Basically, I'd like to see the cool effects and improved response implemented without any additional work on the widget XML files.

What do you think?

-Adrian

David E Jones wrote:
I guess this is a continuation of the discussion in the thread "uilabels and screenlet widget", and is related somewhat to part of the stuff in issue OFBIZ-1648. The general goal of the widgets is simple: no platform specific artifacts. Unfortunately this isn't entirely possible, which is why we have a very big and ugly "platform-specific" tag to delineate things that are not generic and provide for the possible of having alternative platform things specified together so that when rendering for a different target the appropriate option can be selected. As far as that applies to this topic, I'd say the best approach is to never have any element or attribute called "dojo" or "ajax" or "rico" or anything. In the dojo attribute for the container elements, I'm not sure what you'd propose to put in it, ie the "some Dojo data", but in general I'd prefer to never have anything that is so dependent on a particular underlying technology, the widget artifacts gain efficiency by their focus on different effects, with the underlying software taking care of the "causes", or rather how the effects are brought about. In other words while we wouldn't want elements that have anything to do with "dojo" or "openrico" we would want elements to describe the effects from those libraries we'd like to have available through the widget, and the most appropriate is probably the Form Widget with different form and field types (though some would certainly go elsewhere and are not form related). Examples of that would be a new form type like "live-grid" or a new form field type like "live-combobox" (or "dynamic-combobox" or "server-side-combobox" or something). If we add elements like that then it doesn't matter which AJAX library we use underneath and generate HTML/etc for, and we can change libraries without requiring any change to the higher level artifacts, like the form definitions.
-David
On Feb 16, 2008, at 1:34 PM, Adrian Crum wrote:
In order to accommodate 3rd party rendering libraries (Ajax, Dojo, etc) in the screen widgets, we need to discuss how that support will appear in the screen widget XML files.

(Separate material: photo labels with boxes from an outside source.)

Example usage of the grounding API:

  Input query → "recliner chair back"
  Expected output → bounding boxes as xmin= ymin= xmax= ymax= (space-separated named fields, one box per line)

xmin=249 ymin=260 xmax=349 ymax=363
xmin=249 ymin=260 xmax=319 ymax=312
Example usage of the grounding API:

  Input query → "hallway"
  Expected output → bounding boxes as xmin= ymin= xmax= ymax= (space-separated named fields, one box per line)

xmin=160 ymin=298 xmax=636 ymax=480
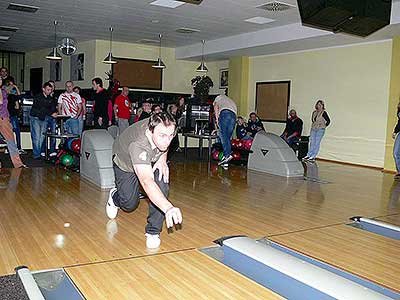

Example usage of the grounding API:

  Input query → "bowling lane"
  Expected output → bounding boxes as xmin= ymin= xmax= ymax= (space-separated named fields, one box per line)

xmin=377 ymin=215 xmax=400 ymax=226
xmin=270 ymin=225 xmax=400 ymax=292
xmin=66 ymin=250 xmax=284 ymax=300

I'll start things off with a suggestion I made in another thread. Everyone is welcome to join in and offer their ideas. When we reach an agreement, we can submit the results to Jira and begin building it out.

I was thinking we could simply extend the existing widgets with additional attributes. The new attributes would pass 3rd party specific data to the rendering classes. The new attributes are ignored by rendering classes that don't need them. All rendering classes render all widgets in some form - some rendering classes might have additional bells and whistles based upon the additional attributes, while others downgrade gracefully and still provide a usable screen rendering.


So, the widget XML would look something like this:


<container id="some-id" style="some-style" dojo="some Dojo data" ajax="some Ajax data" foo="some foo data">
...
</container>

The additional attributes could be applied to any screen widget element, not just the container element.

The advantage I see to this approach is it is fully backwards compatible. We can add attributes to any screen widget element without breaking existing rendering code.

That's it. Like I said, please add your ideas.